Search code examples
javascriptweb-scrapingcheerio

Javascript - How to find and get specific values from a <script> tag in HTML


I am scraping a website and I am trying to get a specific values from a tag within the HTML page. The HTML page has many other tags. The specific script I am targeting has all the images I need to scrape.

I am not able to scrape the images directly using Cheerio because they are not available on the main HTML page unless I click on the main image to see all other images.

What I need is something like this:

find the tag that has the key {someImages}, then for each key with the name {large}, return the value of this key.

I have created an example below to explain my problem.

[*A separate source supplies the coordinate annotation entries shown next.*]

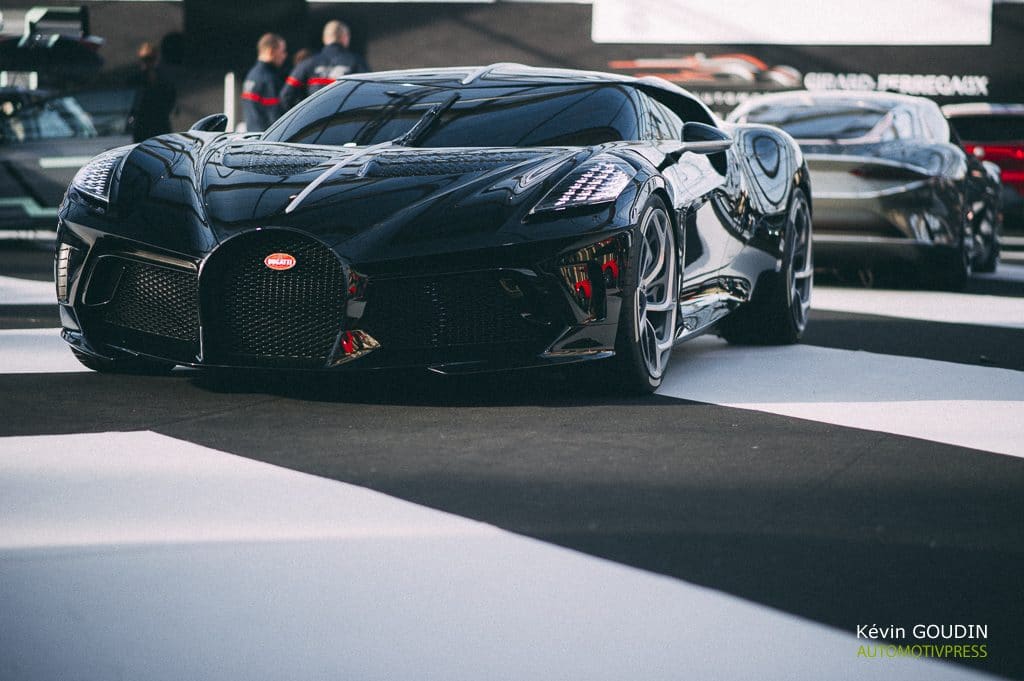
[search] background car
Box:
[729,91,1001,289]
[942,102,1024,232]
[56,65,813,391]
[0,87,131,232]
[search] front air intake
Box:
[200,229,347,369]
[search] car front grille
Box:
[358,271,545,350]
[101,258,199,343]
[202,229,346,368]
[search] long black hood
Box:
[105,133,640,262]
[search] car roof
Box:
[729,90,936,120]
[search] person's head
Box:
[256,33,288,67]
[136,43,160,68]
[324,19,349,47]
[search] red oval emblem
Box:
[263,253,295,269]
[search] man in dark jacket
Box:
[128,43,177,142]
[242,33,288,132]
[281,20,370,111]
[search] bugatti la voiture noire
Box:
[729,91,1002,289]
[56,65,813,391]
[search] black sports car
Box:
[56,65,813,390]
[729,91,1002,289]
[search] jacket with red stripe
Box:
[281,43,370,111]
[242,61,285,132]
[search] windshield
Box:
[746,101,889,139]
[264,80,640,146]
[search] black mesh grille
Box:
[358,272,543,350]
[103,258,199,342]
[203,229,346,367]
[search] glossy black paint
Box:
[58,67,810,372]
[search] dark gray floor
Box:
[0,241,1024,679]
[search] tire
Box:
[608,197,681,394]
[71,348,174,376]
[719,189,814,345]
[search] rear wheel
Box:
[609,197,679,393]
[71,348,174,376]
[719,189,814,345]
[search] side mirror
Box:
[188,114,227,132]
[683,122,732,154]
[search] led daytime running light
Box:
[534,160,636,211]
[72,145,133,201]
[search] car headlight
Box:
[71,144,135,202]
[534,156,637,213]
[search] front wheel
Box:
[609,197,680,393]
[719,189,814,345]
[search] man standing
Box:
[242,33,288,132]
[281,20,370,111]
[128,43,177,142]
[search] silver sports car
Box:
[729,91,1001,289]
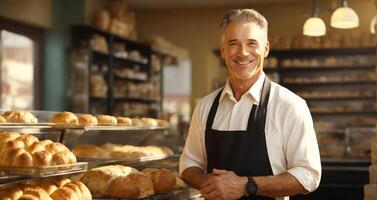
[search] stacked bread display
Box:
[81,165,177,199]
[73,143,173,158]
[0,132,76,170]
[0,178,92,200]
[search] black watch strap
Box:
[246,176,258,196]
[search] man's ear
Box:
[264,40,270,58]
[220,45,225,59]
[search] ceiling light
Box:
[303,17,326,36]
[370,15,377,34]
[331,0,359,29]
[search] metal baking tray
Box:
[93,187,201,200]
[77,155,171,169]
[0,162,88,177]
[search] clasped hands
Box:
[200,169,248,200]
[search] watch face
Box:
[246,178,258,196]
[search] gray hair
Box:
[220,9,268,40]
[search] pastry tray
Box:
[93,187,201,200]
[77,155,171,168]
[0,162,88,176]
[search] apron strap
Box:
[206,88,224,130]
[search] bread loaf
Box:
[51,111,78,124]
[3,110,38,124]
[0,132,77,170]
[142,168,177,194]
[97,115,117,126]
[81,165,154,199]
[0,115,7,123]
[117,117,132,126]
[78,114,98,126]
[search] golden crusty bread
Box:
[51,111,78,125]
[142,168,177,194]
[141,117,158,127]
[117,117,132,126]
[107,176,141,199]
[127,173,155,198]
[96,115,118,126]
[72,144,109,158]
[0,177,92,200]
[19,187,52,200]
[0,115,7,123]
[80,165,141,198]
[0,132,77,170]
[78,114,98,126]
[131,118,144,126]
[3,110,38,124]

Your help is very much appreciate

Thank you very much

<body>
    <script type="text/javascript"> ... </script>
    <script type="text/javascript"> ... </script>
    <script type="text/javascript"> ... </script>
    <script type="text/javascript"> ... </script>
    .
    .
    .
    
    <script type="text/javascript">
        var data = {
            'someImages': {
                'initial': [
                        {
                        "hiRes": "https://somewebsite/images/imageName1.jpg",
                        "thumb": "https://somewebsite/images/imageName1.jpg",
                        "large": "https://somewebsite/images/imageName1.jpg", // I would like to be able to get the value of large from this line
                        "main": { 
                            "https://somewebsite/images/imageName1.jpg": [1654],
                            "https://somewebsite/images/imageName1.jpg": [3416],
                            "https://somewebsite/images/imageName1.jpg": [7560]
                            }
                        }, 
                    
                        {
                    "hiRes": "https://somewebsite/images/imageName2.jpg",
                    "thumb": "https://somewebsite/images/imageName2.jpg",
                    "large": "https://somewebsite/images/imageName2.jpg", // I would like to be able to get the value of large from this line
                    "main": { 
                        "https://somewebsite/images/imageName2.jpg": [2234],
                        "https://somewebsite/images/imageName2.jpg": [3616],
                        "https://somewebsite/images/imageName2.jpg": [7849]
                        }
                    },

                    {
                    "hiRes": "https://somewebsite/images/imageName3.jpg",
                    "thumb": "https://somewebsite/images/imageName3.jpg",
                    "large": "https://somewebsite/images/imageName3.jpg", // I would like to be able to get the value of large from this line
                    "main": { 
                        "https://somewebsite/images/imageName3.jpg": [2344],
                        "https://somewebsite/images/imageName3.jpg": [3556],
                        "https://somewebsite/images/imageName3.jpg": [7490]
                        }
                    },
                ]
            }
            
    </script>
    
    
    <script type="text/javascript"> ... </script>
    <script type="text/javascript"> ... </script>
    <script type="text/javascript"> ... </script>
    <script type="text/javascript"> ... </script>
    .
    .
    .

</body>

Solution

  • A simple regex should do the trick. Use a capture group to capture the URLs.

    /"large": ?"(.+?)",/g
    

    Test it in Regexpal if you want